El escenario al que nos hemos tenido que acostumbrar recrea las condiciones propias de otros momentos en la historia. Por eso pese a que no abandonamos nunca el 2020, vivir en Colombia es un constante viaje de regreso en el tiempo.
La primera parada del viaje, hace ya un par de meses, nos llevó hasta 1918, periodo en el que fue normal confinarse a esperar a que una pandemia pasase como por arte de magia. Tratamos al Coronavirus como si fuera la mismísima Gripe Española, aún vivimos en la primera parte del Siglo XX.
El recorrido continuó hacia mediados del Siglo XIX en dónde la filosofía aún se encargaba de determinar si todos los miembros de la sociedad podíamos ser entendidos como sujetos de derechos. Si bien todas las personas somos iguales ante la ley, para este momento el acceso a elementos básicos de protección, como un tapabocas, dependió más del estatus que de otra cosa.
Esta expedición siguió su rumbo hacia un periodo difuso entre los siglos X y XI, en el que un trabajador ordinario, o vasallo para entonces, se exponía a cualquier clase de actividad con tal de asegurar las condiciones básicas para su supervivencia. Fuimos testigos de tragedias como la de Tasajera, catalogada por muchos como absurda, pero en vista de la ausencia de garantías (anacrónicas para el contexto), los ciudadanos aceptan cualquier riesgo por llevar el pan a la mesa.
A lo largo de este turbulento viaje, o, dicho de otra manera, repaso noticioso de los últimos meses, me han surgido varias preguntas sobre el rol de las instituciones que con el paso del tiempo hemos ido conformando para garantizar nuestra seguridad como ciudadanos.
Esa misma es la máxima de la Constitución del 91, que reza en su artículo 5° lo siguiente: “El Estado reconoce, sin discriminación alguna, la primacía de los derechos inalienables de la persona …”. Por ello mi duda se trasladó al sujeto de este mandato.
¿Ha reconocido el estado, sin discriminación alguna, la primacía de los derechos? Y si lo ha hecho, además de reconocerlos ¿los ha defendido?
Las ultimas semanas la opinión pública ha visto, uno tras otro, indignantes episodios en los que representantes del Estado han sometido y violado los derechos de la población más vulnerable, replicando antiguas formas de gobierno en las que los militantes aprovecharon su militancia, para aplastar a los escalones inferiores de esa pirámide social.
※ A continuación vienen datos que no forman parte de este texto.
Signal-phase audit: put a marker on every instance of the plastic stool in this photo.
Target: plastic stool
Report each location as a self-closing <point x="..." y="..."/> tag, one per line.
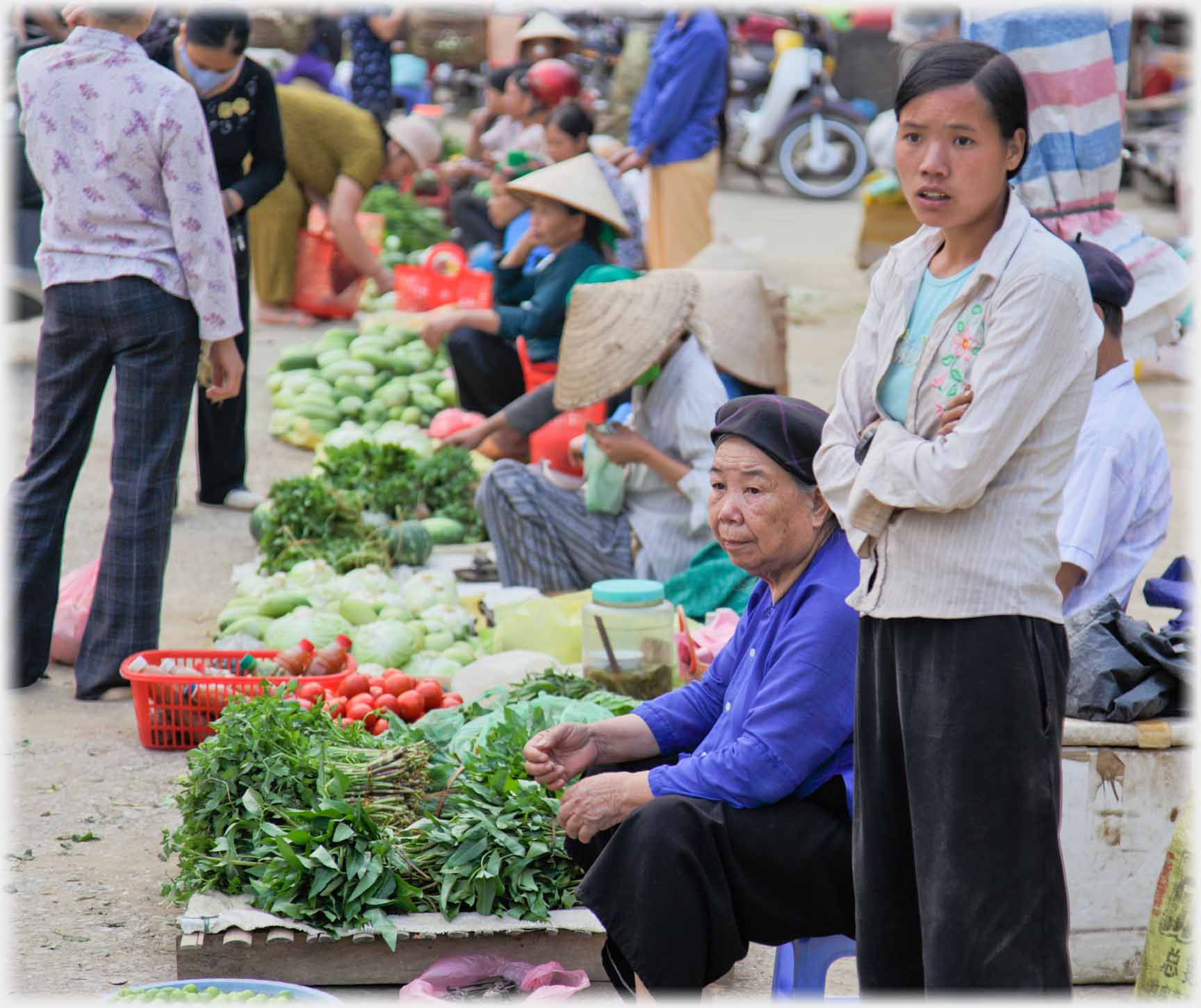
<point x="801" y="966"/>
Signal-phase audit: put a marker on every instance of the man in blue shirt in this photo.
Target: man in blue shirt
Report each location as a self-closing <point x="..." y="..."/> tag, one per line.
<point x="673" y="129"/>
<point x="724" y="815"/>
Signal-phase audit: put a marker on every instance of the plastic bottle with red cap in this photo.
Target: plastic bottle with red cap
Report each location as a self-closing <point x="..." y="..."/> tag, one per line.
<point x="297" y="659"/>
<point x="332" y="659"/>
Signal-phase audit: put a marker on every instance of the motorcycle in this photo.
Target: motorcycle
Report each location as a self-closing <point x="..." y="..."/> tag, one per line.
<point x="799" y="124"/>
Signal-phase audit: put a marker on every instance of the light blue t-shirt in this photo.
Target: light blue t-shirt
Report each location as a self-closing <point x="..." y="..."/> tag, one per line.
<point x="933" y="295"/>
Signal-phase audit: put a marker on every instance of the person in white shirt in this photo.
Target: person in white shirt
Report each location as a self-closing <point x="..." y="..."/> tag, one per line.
<point x="137" y="272"/>
<point x="1118" y="496"/>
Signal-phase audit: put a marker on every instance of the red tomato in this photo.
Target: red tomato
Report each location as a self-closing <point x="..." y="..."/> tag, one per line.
<point x="432" y="691"/>
<point x="310" y="691"/>
<point x="412" y="704"/>
<point x="398" y="682"/>
<point x="352" y="686"/>
<point x="358" y="709"/>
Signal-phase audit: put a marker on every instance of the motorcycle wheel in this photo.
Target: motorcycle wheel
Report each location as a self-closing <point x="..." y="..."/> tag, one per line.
<point x="849" y="173"/>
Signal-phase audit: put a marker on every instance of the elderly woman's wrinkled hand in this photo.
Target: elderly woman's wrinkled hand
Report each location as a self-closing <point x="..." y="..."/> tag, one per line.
<point x="597" y="803"/>
<point x="554" y="757"/>
<point x="436" y="325"/>
<point x="620" y="444"/>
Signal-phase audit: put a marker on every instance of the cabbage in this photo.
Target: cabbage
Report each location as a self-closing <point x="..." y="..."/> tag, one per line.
<point x="432" y="665"/>
<point x="346" y="435"/>
<point x="384" y="643"/>
<point x="309" y="574"/>
<point x="368" y="584"/>
<point x="406" y="436"/>
<point x="304" y="622"/>
<point x="453" y="618"/>
<point x="428" y="588"/>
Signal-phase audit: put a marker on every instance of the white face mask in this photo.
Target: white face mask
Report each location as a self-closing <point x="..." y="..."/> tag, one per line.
<point x="206" y="81"/>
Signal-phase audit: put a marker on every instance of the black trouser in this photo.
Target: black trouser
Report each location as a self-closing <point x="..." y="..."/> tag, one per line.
<point x="470" y="214"/>
<point x="150" y="340"/>
<point x="958" y="875"/>
<point x="487" y="370"/>
<point x="221" y="427"/>
<point x="684" y="884"/>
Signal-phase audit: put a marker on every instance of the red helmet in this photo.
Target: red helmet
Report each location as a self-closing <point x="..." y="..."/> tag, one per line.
<point x="552" y="82"/>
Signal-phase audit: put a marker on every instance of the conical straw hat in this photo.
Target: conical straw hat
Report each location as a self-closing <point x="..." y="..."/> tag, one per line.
<point x="758" y="353"/>
<point x="546" y="26"/>
<point x="734" y="322"/>
<point x="615" y="331"/>
<point x="577" y="183"/>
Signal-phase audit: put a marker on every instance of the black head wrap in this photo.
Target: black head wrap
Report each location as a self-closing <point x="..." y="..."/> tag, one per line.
<point x="787" y="430"/>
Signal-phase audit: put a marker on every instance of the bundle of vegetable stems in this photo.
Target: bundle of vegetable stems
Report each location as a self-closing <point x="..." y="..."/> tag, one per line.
<point x="389" y="785"/>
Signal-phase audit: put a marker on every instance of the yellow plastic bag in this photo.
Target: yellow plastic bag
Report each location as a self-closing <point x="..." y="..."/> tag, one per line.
<point x="548" y="625"/>
<point x="1168" y="957"/>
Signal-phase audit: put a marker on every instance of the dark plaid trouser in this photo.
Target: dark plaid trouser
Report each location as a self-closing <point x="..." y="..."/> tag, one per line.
<point x="546" y="537"/>
<point x="152" y="340"/>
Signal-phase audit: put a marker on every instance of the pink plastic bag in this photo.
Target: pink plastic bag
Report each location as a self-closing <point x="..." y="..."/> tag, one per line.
<point x="71" y="616"/>
<point x="714" y="636"/>
<point x="547" y="982"/>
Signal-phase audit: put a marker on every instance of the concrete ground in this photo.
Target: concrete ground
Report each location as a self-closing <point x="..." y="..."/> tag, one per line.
<point x="87" y="917"/>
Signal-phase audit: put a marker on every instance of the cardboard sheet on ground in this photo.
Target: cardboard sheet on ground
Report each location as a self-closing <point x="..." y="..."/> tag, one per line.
<point x="211" y="914"/>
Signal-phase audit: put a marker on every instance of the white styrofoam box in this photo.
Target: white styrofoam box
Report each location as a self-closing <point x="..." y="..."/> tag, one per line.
<point x="1120" y="809"/>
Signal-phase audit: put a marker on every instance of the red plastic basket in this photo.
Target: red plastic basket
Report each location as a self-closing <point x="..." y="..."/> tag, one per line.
<point x="445" y="279"/>
<point x="176" y="712"/>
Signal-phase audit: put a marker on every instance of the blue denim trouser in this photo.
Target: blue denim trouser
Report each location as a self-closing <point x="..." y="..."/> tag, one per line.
<point x="150" y="338"/>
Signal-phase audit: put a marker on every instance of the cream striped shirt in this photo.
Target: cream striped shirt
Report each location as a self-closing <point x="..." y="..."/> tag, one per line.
<point x="965" y="526"/>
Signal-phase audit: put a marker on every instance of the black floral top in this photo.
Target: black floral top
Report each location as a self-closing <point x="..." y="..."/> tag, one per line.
<point x="243" y="119"/>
¿Cómo puede un Estado Social de Derecho permitir tal disparidad? Me niego a afirmar que el Estado colombiano es un experimento fallido, pues no encuentro ningún argumento que sostenga tal acusación. Sin embargo, urge reparar las grietas que han quebrantado la confianza de los ciudadanos y perpetuado interacciones profundamente abusivas.
Estoy convencido de que el Estado, del que por cierto hago parte, necesita modernizar sus formas, y renovar el degastado contrato social que lejos de la seguridad que promete, infunde miedo.
Por mi parte, seguiré trabajando por renovar los sistemas actuales que funcionan como si viviéramos 100 años atrás. Propongo que desde nuestras labores cotidianas hagamos posible que la vida en Colombia deje de ser un retroceso y por el contrario, el futuro, brillante por demás, nos transmita seguridad, confianza y la siempre inagotable esperanza.
¿Viajamos al futuro?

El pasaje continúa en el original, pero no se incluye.